Blessed family of Bangor, founded on unerring faith, adorned
with salvation’s hope, perfect in charity.

Ship never distressed though beaten by the waves:
fully prepared for nuptials, spouse for the
sovereign Lord.

House full of delicious things
and built upon a rock; and no less the true
vine brought out of Egypt’s land.

Surely an enduring city, strong and unified, worthy and
glorious, set upon a hill.

Ark shaded by Cherubim, all overlaid by gold, filled with
sacred things and borne by four men.

 A very Queen for Christ, clad in the light of the sun,
innocent yet wise, from every side invulnerable.
A truly regal hall with many jewels adorned
of Christ’s flock too the fold, and kept by
the great God.

 A fruitful virgin she and mother undefiled, joyful and tremulous,
submissive to God’s word.

For whom, with the perfect, a happy life is destined,
prepared with God the Father to last to eternity.

Bradshaw’s translation
Bangor Antiphonary

Bangor was to be “an enduring city, set upon a hill” – a New Jerusalem. It was to be the Ark of the Covenant, a New Temple, “the true vine out of Egypt”, a new Perennial Praise.

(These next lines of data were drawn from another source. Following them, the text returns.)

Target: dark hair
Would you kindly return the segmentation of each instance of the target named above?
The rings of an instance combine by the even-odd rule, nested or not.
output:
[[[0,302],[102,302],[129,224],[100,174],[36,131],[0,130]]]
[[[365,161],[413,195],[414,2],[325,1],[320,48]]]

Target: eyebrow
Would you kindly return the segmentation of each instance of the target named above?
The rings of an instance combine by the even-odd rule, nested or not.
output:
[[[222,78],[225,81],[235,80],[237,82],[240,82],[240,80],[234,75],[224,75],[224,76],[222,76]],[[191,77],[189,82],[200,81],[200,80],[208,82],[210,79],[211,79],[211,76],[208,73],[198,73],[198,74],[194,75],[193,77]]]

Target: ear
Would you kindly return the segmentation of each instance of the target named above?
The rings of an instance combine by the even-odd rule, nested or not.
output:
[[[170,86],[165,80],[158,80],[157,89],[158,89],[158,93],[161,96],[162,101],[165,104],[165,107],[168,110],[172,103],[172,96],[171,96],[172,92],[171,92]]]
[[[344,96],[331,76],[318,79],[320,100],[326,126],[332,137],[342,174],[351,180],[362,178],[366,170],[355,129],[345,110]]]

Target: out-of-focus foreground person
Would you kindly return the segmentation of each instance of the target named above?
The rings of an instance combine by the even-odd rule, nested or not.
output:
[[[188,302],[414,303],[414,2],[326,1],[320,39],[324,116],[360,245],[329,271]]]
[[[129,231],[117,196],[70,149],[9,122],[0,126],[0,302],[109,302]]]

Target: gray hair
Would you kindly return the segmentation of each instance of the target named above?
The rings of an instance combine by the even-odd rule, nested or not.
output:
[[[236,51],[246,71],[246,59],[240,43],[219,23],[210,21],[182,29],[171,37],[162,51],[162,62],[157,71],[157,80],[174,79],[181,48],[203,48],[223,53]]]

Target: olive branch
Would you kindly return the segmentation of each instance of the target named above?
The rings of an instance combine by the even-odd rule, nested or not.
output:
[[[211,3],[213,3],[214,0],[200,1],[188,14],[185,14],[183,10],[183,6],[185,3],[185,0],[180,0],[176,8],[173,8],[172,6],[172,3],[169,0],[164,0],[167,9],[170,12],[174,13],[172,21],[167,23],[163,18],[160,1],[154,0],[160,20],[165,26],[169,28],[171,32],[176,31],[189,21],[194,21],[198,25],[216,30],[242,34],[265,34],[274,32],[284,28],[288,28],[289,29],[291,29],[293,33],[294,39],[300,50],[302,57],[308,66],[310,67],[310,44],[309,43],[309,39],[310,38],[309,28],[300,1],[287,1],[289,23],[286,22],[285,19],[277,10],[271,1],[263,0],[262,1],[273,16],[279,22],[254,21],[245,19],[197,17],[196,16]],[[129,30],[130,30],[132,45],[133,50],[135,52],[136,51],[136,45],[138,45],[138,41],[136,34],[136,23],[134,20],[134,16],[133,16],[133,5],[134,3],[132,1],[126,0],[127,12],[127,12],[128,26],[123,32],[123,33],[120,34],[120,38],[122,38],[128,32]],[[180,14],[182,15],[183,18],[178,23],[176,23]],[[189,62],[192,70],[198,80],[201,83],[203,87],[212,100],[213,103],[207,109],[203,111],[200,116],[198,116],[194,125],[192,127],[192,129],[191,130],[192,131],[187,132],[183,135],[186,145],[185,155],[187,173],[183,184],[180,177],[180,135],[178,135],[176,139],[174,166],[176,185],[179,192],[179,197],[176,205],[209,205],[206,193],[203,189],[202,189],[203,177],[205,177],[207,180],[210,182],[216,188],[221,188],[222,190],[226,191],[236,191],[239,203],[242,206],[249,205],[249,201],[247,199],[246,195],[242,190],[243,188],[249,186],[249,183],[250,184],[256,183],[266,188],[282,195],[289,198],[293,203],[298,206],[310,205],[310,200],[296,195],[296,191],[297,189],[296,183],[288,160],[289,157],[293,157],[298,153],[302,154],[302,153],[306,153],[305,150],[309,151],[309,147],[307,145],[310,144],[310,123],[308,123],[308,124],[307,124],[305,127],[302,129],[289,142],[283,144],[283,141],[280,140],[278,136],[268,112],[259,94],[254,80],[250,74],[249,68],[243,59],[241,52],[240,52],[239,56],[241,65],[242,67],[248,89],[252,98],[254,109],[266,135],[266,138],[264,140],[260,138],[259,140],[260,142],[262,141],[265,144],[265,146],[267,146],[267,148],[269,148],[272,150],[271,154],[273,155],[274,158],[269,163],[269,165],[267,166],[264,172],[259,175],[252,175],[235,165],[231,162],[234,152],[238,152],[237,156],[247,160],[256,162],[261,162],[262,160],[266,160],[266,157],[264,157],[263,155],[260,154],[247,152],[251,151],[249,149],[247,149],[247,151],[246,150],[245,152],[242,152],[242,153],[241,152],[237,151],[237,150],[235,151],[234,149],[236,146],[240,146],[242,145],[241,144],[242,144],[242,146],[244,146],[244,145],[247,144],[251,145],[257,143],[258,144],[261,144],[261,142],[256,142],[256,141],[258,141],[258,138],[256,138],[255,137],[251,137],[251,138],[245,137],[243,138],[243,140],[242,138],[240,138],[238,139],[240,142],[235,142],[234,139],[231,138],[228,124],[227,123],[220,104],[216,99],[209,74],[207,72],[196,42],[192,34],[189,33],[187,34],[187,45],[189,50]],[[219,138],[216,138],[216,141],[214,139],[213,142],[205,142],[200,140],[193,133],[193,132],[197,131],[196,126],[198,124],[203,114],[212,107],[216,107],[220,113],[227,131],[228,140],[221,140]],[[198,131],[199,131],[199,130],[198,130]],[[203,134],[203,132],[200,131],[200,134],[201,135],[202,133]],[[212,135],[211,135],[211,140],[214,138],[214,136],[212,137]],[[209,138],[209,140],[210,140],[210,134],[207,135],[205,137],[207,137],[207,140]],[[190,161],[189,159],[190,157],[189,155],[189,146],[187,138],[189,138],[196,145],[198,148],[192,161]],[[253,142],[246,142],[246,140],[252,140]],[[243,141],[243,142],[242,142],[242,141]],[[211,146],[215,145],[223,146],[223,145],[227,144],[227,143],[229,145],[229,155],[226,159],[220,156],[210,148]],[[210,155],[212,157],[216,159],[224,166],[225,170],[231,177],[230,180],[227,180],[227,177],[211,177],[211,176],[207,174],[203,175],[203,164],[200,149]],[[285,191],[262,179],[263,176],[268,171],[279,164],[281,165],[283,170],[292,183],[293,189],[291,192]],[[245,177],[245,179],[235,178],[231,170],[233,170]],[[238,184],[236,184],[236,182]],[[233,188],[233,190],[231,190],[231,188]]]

To fully understand the origins and history of Bangor wewill therefore trace the whole course of the Temple worship both in Palestine and Egypt, centering first on Jesus of Nazareth who was the embodiment of that worship to his followers. We will then follow the story of the Bangor Community itself, for they it was who brought the Light of the Word of their Lord into the darkness of a Barbarian Europe. The lands and peoples among whom they sang their perennial song, thus continuing “the psalmody of the celestial choir”, constituted much of the then known world. It is a story of fortitude and courage perhaps unequalled in the history of mankind. The influence Bangor generated remains strong in Europe today and may be traced as far afield as Russia, the Ukraine and Bulgaria. Indeed, though many may not realise it, it is the very basis of modern Western civilisation itself.